The small scale design is more about techniques. One technique is immutable data - local data aswell as function inputs. To “change” the local data we need to be able to opt in to mutation, e.g. with the mutable keyword in F# or we need to use recursion. So, we don’t have a stack overflow when recursing, FP languages often support tail call optimisation meaning the compiler can rewrite it as a loop if the last instruction in the function is to recursive call the same (or possibly different - mutual recursion) function. Functions are first class values, so instead of writing the same recursive boilerplate code logic is re-used via higher order functions (e.g. map, filter). As data is immutable it’s often accessible within a module, unless the internal and external representation of the type is different - but that’s more about the public vs internal API. Efficient “changes” to big immutable data introduces the need for persistent datastructures. As the data is immutable we learn to pipeline data much like | in a posix shell. Functions are building blocks so we compose them, curry them or partially apply them to make new functions.

Conclusion

This FP architecture might be described as imperative shell and functional core. The pure functions are composed inside an impure context. Others have called the architecture an impure-pure(-impure) sandwich, or depending on how the side effecting imperative parts are implemented, maybe an OO-FP-OO sandwich. There is always an impure context, however it can often be reduced.
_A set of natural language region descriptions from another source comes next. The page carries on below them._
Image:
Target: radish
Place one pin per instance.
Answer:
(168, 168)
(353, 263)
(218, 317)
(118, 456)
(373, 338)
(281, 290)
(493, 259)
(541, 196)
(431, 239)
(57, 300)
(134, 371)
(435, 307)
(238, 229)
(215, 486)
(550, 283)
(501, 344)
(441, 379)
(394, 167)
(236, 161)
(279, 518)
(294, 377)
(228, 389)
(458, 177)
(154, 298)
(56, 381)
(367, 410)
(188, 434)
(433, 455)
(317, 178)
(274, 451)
All the unfamiliar FP techniques exist to maximise the functional core and correspondingly reduce the impure context to the bare minimum. Pure functions reduce the burden on the programmer to track state and mutation. The challenge is that, apart from languages like Haskell, your language probably has little ability to help identify what functions are pure. You could annotate them, e.g. @pure in python, but whenever someone updates a function there is a burden on the programmer to identify if a function is still pure.